There was light. But then what happened?
How did life arise on the third rocky planet orbiting the unremarkable star at the center of our solar system? Humans have been wondering about the answer to that question probably almost as long as we've been able to wonder. In recent decades scientists have made some gains in understanding the conceivable mechanisms, gradually settling on a possible picture of our origins in the oceans. The idea was that hydrothermal vents at the bottom of the seas, protected from cataclysms rending the surface four billion years ago, delivered the necessary energy and could have sustained the molecules needed.
Perhaps not. Water was a necessary ingredient, surely, but that doesn't mean we sprang from oceans, according to researchers Martin J. Van Kranendonk, David W. Deamer and Tara Djokic in our cover story, “Life Springs.” Oceans, they write, might have spread the needed molecules too quickly for cell membranes and functions to occur. Instead they argue, land pools in an active volcanic landscape that repeatedly dried and got wet again could have cradled the seeds of life.
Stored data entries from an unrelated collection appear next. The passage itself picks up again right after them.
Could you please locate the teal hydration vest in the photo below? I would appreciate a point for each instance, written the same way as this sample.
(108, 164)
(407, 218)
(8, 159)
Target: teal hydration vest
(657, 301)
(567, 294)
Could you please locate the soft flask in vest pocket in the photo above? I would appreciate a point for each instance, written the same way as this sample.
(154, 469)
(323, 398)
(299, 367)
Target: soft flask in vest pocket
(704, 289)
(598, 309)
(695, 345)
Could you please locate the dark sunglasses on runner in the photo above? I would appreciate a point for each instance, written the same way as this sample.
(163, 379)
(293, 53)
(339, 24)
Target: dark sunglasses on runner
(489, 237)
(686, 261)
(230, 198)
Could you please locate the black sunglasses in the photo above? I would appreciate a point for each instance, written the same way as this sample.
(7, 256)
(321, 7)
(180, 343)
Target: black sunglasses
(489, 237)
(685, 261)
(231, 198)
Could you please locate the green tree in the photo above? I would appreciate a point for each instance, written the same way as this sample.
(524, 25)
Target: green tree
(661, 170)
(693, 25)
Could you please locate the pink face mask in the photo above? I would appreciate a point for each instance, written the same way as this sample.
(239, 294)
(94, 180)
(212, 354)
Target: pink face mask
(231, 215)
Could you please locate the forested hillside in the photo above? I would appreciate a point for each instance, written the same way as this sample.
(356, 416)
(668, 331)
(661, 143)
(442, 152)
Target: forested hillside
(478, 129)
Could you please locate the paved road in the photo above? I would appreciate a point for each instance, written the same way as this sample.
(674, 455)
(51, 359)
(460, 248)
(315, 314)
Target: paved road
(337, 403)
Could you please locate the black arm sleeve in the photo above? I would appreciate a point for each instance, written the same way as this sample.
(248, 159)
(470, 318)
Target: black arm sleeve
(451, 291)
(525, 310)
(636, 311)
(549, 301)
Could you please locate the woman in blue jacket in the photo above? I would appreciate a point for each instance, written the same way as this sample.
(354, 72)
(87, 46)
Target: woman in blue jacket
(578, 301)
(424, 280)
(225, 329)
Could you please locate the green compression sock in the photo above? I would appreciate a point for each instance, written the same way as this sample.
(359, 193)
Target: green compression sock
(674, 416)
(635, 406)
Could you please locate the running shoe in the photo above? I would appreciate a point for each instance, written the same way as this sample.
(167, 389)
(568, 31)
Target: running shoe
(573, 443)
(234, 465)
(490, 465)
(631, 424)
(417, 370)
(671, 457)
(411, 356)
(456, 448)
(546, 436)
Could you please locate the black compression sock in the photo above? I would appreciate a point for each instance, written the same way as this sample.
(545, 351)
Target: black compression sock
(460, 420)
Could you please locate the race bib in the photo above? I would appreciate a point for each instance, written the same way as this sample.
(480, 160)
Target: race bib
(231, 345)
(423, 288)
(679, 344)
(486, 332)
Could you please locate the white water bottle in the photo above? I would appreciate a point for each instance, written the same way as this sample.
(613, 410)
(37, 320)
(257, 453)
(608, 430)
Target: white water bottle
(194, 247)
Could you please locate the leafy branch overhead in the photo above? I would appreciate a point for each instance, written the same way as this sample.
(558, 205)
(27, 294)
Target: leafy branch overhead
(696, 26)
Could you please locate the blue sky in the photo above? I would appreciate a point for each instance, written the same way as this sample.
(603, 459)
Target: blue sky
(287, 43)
How could something that sounds so harsh have been beneficial, you ask? Read the article to find out.
The sun's rays provided vitality for this world. Seeing them dim temporarily, as they do during a solar eclipse, is awe-inspiring. It's been nearly a century since a total solar eclipse has crossed the U.S. from coast to coast. You'll find that “The Great Solar Eclipse of 2017,” by Jay M. Pasachoff, tells you everything you need to know about this rare event. And a companion piece, “1,000 Years of Solar Eclipses,” by senior editor Mark Fischetti, with illustrations by senior graphics editor Jen Christiansen and designer Jan Willem Tulp, tells you what you will need to know as well. I like to think that the readers of Scientific American, which turns 172 this month, will be enjoying the solar shows well into the future.
If they do enjoy them, it'll be because we've fostered a love of learning about the world around us. How we teach and create the right learning environments are critical to our students' success. For that reason, we've taken an evidence-based look at the concept of vouchers in education in “A Matter of Choice,” by journalist Peg Tyre. The concept is a keystone of the current administration's plan to revamp education, but research finds it wanting. Fortunately, there is still time to make a choice.